Hayfever is an allergic reaction to, most commonly, air-borne pollen, which is at an all-time high during Spring. So you can take the arrival of this season as nature’s way of saying, “Haha! You’re fucked.” Sorry.
Fortunately, I may have a bit of relief for you.
As I mentioned, hay fever is an allergic reaction, during which your immune system mistakes a harmless substance for a threat and essentially overreacts, flooding your system with chemicals like histamine. These chemicals cause inflammation in your nose, eyes, throat, and sinuses. Sounds lovely, doesn’t it?

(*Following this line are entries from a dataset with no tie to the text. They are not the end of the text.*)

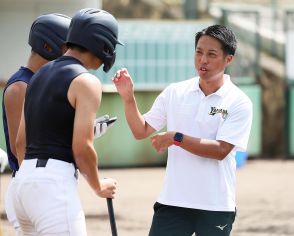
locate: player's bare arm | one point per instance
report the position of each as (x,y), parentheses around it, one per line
(13,100)
(21,139)
(214,149)
(125,87)
(85,96)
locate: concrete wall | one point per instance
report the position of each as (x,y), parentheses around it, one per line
(16,17)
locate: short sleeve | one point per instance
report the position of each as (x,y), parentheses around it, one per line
(236,128)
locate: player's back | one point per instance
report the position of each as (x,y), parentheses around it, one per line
(49,116)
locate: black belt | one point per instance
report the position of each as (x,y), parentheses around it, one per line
(43,163)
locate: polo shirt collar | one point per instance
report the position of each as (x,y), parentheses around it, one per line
(222,91)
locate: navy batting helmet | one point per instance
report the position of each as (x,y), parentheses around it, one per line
(50,30)
(97,31)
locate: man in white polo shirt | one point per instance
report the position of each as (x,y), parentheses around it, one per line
(208,119)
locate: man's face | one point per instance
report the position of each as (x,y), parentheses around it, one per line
(209,59)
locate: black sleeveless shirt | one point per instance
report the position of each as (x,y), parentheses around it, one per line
(49,117)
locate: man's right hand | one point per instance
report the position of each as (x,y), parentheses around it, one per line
(107,188)
(124,84)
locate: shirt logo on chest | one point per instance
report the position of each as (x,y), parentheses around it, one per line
(221,111)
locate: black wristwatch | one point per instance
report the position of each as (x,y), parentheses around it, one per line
(178,138)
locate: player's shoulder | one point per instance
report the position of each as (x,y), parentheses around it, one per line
(15,88)
(87,81)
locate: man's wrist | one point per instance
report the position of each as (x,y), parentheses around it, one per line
(178,138)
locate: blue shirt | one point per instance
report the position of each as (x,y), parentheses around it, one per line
(23,74)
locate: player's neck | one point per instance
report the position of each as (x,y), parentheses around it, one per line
(88,59)
(35,62)
(210,86)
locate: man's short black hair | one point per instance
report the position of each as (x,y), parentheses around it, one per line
(224,35)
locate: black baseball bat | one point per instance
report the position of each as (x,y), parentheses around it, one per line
(111,217)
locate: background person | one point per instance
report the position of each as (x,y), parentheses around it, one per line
(47,40)
(208,119)
(56,131)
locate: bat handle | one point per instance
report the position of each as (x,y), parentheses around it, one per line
(111,217)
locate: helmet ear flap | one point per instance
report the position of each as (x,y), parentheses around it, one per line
(50,30)
(100,31)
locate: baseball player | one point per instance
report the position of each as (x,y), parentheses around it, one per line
(56,135)
(208,119)
(47,40)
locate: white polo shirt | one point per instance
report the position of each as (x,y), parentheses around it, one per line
(193,181)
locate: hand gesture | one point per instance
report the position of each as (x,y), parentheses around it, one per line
(124,84)
(3,160)
(100,126)
(107,188)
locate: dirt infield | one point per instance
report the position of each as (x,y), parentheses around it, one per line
(265,200)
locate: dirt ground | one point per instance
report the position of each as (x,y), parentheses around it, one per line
(265,201)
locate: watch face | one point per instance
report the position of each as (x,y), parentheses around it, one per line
(178,137)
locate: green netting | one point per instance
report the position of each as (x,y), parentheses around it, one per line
(155,52)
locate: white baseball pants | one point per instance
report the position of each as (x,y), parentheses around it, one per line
(9,208)
(46,200)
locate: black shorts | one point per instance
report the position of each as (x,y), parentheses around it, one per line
(179,221)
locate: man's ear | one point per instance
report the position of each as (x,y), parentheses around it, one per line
(47,47)
(229,59)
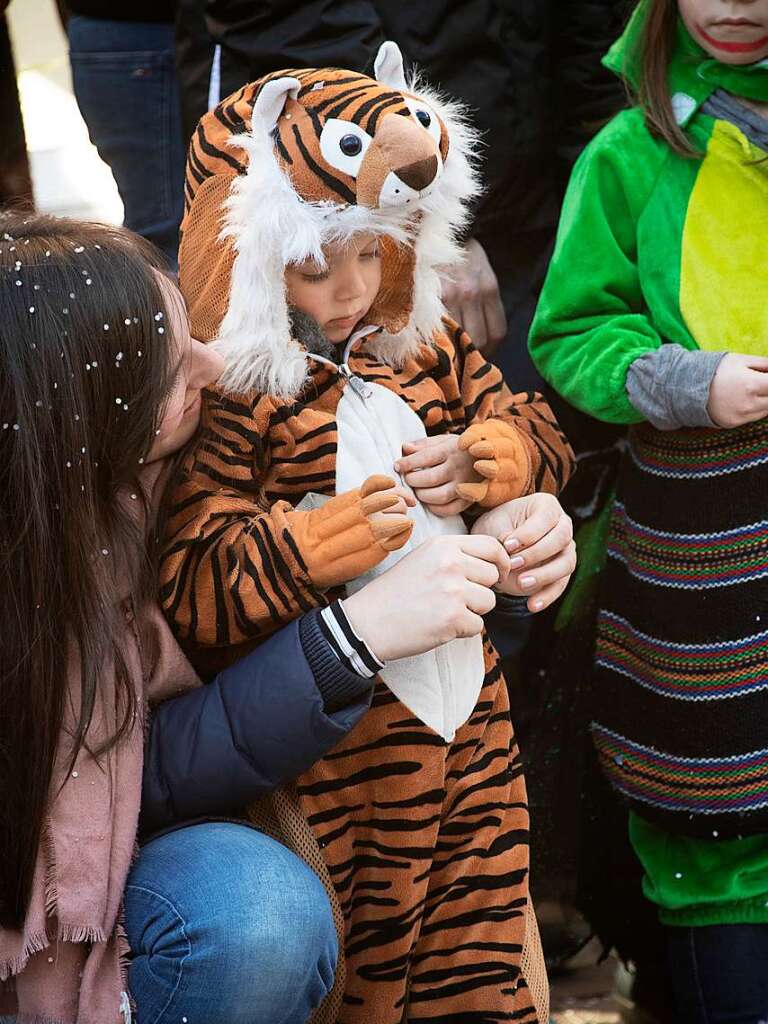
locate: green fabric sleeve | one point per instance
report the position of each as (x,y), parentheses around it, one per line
(591,323)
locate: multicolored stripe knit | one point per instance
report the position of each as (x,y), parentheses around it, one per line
(682,654)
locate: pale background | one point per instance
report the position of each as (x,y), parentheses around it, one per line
(68,176)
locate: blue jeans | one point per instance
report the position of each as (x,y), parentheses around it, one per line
(226,926)
(124,74)
(719,973)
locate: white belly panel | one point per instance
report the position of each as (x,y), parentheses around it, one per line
(441,686)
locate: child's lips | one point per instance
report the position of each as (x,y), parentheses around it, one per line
(344,321)
(733,45)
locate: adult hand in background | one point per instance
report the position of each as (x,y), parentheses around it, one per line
(539,537)
(434,594)
(738,392)
(470,293)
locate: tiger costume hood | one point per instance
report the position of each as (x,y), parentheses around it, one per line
(300,159)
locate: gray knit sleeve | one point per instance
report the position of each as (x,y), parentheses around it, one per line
(671,386)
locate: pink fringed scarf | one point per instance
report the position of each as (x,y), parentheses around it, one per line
(66,966)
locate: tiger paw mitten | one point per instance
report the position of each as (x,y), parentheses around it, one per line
(501,457)
(351,532)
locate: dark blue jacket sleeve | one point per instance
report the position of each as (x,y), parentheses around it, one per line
(257,726)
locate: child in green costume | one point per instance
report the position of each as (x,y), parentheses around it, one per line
(655,314)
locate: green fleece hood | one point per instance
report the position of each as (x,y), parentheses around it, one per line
(693,75)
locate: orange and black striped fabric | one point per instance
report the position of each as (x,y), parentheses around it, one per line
(425,840)
(231,571)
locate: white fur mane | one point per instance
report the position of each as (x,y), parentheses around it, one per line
(271,227)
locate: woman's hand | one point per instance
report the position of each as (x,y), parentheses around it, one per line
(434,594)
(738,392)
(433,467)
(539,537)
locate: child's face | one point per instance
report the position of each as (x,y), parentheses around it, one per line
(734,32)
(339,296)
(197,367)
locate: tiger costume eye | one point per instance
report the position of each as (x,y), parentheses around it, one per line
(350,145)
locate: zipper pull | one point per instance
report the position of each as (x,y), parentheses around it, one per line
(360,388)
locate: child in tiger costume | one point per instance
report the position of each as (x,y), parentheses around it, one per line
(291,495)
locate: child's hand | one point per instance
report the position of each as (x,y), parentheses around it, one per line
(386,506)
(738,392)
(435,468)
(539,538)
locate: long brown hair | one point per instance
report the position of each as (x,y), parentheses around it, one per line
(657,46)
(84,369)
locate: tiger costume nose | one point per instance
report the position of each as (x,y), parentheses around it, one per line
(419,174)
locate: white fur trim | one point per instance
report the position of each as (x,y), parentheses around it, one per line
(271,227)
(444,214)
(388,67)
(271,99)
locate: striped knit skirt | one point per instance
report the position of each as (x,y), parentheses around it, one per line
(681,698)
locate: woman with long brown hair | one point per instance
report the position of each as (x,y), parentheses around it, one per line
(99,383)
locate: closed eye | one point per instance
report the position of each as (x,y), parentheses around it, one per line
(343,145)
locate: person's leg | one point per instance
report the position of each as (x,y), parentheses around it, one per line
(226,926)
(469,962)
(720,973)
(124,76)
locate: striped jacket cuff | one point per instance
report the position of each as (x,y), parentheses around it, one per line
(338,685)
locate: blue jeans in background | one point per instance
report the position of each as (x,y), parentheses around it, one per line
(124,74)
(226,926)
(719,973)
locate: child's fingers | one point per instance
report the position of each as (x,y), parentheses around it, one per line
(423,459)
(431,477)
(550,546)
(416,445)
(453,508)
(559,567)
(548,596)
(472,492)
(380,502)
(376,482)
(436,496)
(544,517)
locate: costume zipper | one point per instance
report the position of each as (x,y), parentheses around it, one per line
(360,388)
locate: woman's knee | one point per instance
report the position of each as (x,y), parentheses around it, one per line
(240,908)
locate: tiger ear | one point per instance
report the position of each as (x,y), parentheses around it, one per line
(388,67)
(271,99)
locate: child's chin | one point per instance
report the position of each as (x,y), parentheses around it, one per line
(337,336)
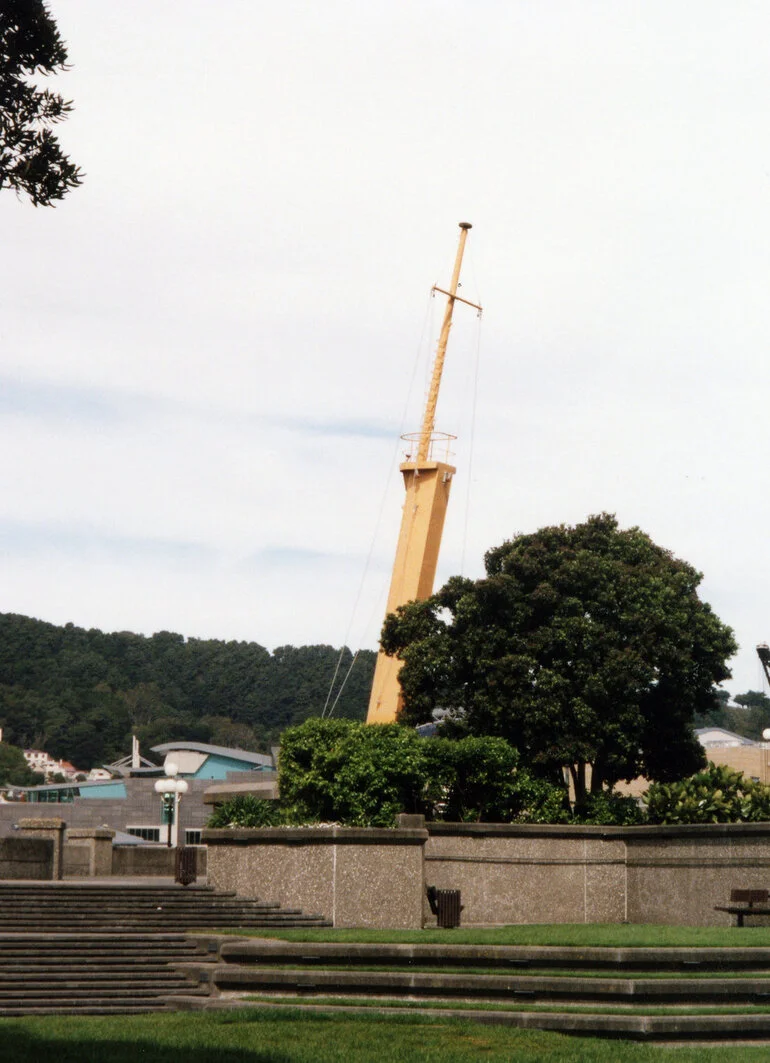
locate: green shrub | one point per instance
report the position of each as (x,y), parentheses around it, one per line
(611,809)
(362,775)
(246,810)
(718,794)
(344,772)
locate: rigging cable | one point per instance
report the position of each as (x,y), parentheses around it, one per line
(428,317)
(471,441)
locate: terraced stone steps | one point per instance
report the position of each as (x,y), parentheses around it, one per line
(84,948)
(54,906)
(630,992)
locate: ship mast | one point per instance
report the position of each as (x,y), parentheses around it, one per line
(427,481)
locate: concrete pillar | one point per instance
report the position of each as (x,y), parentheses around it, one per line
(88,851)
(47,827)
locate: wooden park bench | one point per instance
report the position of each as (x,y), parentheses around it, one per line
(746,903)
(446,906)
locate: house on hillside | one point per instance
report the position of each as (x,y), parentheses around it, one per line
(126,800)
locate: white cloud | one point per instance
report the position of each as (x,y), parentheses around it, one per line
(195,336)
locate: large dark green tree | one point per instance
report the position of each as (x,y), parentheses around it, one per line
(31,158)
(584,645)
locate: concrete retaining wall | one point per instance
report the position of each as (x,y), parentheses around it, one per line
(150,861)
(26,858)
(355,877)
(505,873)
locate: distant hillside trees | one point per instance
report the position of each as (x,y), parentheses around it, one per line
(80,694)
(31,158)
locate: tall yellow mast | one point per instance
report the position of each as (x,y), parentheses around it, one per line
(427,481)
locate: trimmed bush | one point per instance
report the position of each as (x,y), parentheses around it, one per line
(718,794)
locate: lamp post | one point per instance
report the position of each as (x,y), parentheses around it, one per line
(170,790)
(766,742)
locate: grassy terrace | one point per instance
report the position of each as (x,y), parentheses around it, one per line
(608,934)
(290,1036)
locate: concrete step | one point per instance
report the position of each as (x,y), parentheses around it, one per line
(247,950)
(576,989)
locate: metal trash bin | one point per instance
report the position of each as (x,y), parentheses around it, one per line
(446,906)
(186,871)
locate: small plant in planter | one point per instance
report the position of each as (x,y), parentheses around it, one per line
(246,810)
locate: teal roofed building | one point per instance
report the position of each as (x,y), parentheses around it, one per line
(200,761)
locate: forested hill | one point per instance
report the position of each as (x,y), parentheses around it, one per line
(80,694)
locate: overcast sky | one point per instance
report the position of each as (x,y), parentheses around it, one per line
(208,351)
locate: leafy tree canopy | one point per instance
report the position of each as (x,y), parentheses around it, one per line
(31,158)
(583,645)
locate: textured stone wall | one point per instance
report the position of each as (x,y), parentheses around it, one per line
(505,873)
(353,877)
(522,874)
(678,874)
(26,858)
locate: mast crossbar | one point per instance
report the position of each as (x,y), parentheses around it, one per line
(457,298)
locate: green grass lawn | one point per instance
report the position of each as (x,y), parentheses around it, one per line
(613,934)
(268,1036)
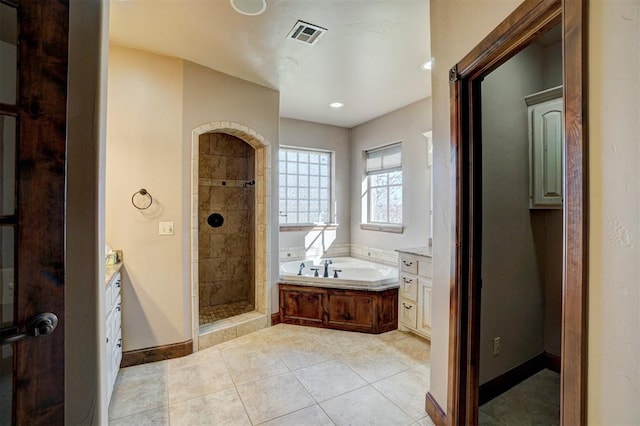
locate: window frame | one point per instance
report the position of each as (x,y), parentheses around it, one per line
(303,226)
(370,199)
(368,223)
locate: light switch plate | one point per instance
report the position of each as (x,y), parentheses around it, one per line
(165,228)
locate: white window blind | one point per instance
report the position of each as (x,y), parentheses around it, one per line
(383,160)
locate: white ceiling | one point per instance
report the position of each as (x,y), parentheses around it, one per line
(369,58)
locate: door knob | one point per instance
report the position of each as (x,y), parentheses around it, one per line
(39,325)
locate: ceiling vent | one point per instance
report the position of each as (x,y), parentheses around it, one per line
(306,33)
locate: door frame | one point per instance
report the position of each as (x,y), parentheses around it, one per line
(517,31)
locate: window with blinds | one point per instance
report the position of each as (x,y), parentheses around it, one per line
(305,186)
(383,167)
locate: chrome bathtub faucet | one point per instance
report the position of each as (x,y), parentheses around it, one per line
(326,268)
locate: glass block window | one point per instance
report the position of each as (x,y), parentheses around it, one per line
(384,178)
(305,186)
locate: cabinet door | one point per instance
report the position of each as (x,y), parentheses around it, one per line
(424,302)
(546,154)
(409,287)
(350,309)
(302,305)
(407,313)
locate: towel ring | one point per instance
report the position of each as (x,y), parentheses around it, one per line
(142,199)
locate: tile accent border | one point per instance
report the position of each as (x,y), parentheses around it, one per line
(437,414)
(262,202)
(156,353)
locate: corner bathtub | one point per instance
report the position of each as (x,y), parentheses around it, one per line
(364,298)
(355,274)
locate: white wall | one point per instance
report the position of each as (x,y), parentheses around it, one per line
(614,212)
(213,96)
(154,104)
(512,291)
(614,191)
(406,124)
(305,134)
(85,347)
(144,133)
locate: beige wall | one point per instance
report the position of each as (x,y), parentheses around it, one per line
(406,124)
(155,102)
(144,133)
(614,211)
(85,347)
(305,134)
(211,96)
(614,185)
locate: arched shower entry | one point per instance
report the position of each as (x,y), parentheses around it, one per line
(229,231)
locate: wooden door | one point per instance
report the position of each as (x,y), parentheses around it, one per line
(546,128)
(424,313)
(33,89)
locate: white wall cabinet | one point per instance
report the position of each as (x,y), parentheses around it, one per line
(546,147)
(414,304)
(113,308)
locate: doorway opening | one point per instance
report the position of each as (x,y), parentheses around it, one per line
(521,228)
(525,25)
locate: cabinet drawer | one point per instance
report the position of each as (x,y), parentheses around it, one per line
(409,287)
(108,300)
(425,268)
(409,265)
(117,314)
(408,312)
(116,284)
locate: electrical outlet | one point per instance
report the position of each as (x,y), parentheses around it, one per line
(165,228)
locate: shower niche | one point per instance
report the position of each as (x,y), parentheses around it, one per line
(226,227)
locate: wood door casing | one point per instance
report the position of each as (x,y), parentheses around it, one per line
(530,19)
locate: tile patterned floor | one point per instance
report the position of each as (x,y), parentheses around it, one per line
(209,314)
(535,401)
(282,375)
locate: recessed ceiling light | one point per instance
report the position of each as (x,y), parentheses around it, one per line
(427,65)
(249,7)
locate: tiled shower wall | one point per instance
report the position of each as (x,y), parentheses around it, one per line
(225,254)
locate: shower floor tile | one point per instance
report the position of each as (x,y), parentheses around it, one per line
(209,314)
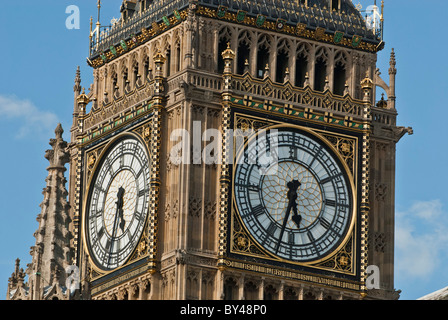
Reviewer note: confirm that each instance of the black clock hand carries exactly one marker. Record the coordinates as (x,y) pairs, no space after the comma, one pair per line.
(292,197)
(285,221)
(118,215)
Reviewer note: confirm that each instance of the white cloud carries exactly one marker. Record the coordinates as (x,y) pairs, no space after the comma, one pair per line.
(33,121)
(421,239)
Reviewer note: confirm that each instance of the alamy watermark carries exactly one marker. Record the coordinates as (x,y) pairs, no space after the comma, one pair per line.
(206,146)
(73,21)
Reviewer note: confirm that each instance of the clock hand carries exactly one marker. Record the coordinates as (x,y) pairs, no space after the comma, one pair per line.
(118,215)
(120,204)
(285,221)
(295,217)
(292,196)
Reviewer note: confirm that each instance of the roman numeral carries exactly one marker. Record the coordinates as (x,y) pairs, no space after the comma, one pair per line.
(141,193)
(310,236)
(325,223)
(271,229)
(258,210)
(326,180)
(100,233)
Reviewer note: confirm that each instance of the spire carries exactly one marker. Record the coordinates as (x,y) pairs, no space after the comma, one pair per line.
(52,253)
(392,77)
(16,285)
(77,87)
(58,155)
(392,63)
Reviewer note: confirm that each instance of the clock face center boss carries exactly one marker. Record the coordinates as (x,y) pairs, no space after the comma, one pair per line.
(117,205)
(299,207)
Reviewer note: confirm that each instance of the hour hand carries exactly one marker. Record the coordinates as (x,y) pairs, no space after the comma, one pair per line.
(297,218)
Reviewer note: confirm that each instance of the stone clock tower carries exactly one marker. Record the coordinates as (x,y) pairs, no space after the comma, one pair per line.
(234,150)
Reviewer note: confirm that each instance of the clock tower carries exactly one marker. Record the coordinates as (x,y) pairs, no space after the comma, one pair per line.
(235,150)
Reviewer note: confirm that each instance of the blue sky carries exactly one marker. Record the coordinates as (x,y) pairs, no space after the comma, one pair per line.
(38,60)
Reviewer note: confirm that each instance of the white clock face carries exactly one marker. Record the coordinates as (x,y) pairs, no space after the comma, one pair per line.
(299,208)
(118,204)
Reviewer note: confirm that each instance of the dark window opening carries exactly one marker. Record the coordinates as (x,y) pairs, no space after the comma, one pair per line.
(168,63)
(339,79)
(282,65)
(262,61)
(222,46)
(301,69)
(320,74)
(243,55)
(335,5)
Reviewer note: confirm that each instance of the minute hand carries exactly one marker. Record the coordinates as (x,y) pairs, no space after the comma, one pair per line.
(285,221)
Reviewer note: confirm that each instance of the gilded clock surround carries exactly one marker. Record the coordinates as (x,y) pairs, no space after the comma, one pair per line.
(343,259)
(166,66)
(94,158)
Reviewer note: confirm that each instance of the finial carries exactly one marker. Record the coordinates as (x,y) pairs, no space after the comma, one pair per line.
(83,99)
(228,54)
(77,87)
(59,131)
(392,63)
(307,80)
(58,155)
(99,11)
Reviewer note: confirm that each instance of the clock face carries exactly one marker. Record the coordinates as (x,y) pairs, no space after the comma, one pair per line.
(298,207)
(118,204)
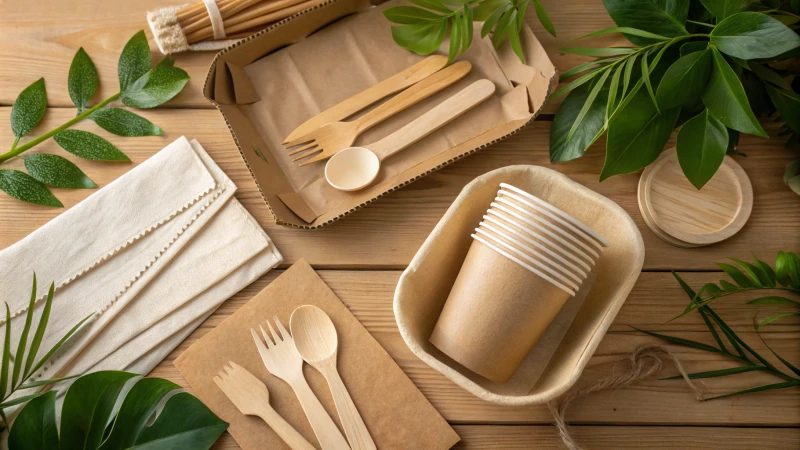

Now, we all know curcumin (found in turmeric) has anti-inflammatory properties. But did you know it also has anti-allergy properties, too?
Several studies have suggested that curcumin may inhibit the release of histamine, as well as reduce inflammation. Given the anti-inflammatory and anti-allergy properties of this amazing substance, including more turmeric in your diet could be extremely beneficial in alleviating some of your hayfever symptoms.
If you don’t already use turmeric, you might feel a little bit lost. Here are 10 ways to eat (or drink) it:
- Learn to love Indian food. That is, if you don’t already. I cook Indian dishes a lot at home and include turmeric in just about all of them. It’s quick and easy to make your own curry pastes for dishes like butter chicken, kadai chicken and veggie korma. The taste blows those jar sauces out of the water, and you can throw in as much or as little turmeric as you like.
- Include a little bit in your veggie ferments. Add it to your sauerkraut or cultured carrots, or whatever tickles your fancy. The good news is that much like consuming turmeric with pepper, fermenting it also increases its bioavailability.
- Grate a small chunk and put it in your morning smoothie.
- Make a beet and turmeric kvass, Sarah Wilson style.
- If you can handle beans and lentils, add some to your home-made baked beans. This recipe from Cut out the Crap already includes turmeric and I can promise it’s delicious.
- Skip the coffee and make golden mylk instead.
- Add a teaspoon to your soups. It goes beautifully with cauliflower and pumpkin.
- Add a little turmeric to your scrambled eggs in the morning. Those yolks will look extra orange.
- When making cakes and muffins, sprinkle some turmeric into the mix. It gives citrus cakes a beautiful colour.
- If you juice, add a little knob of fresh turmeric in with your fruit and veggies, along with a little knob of ginger.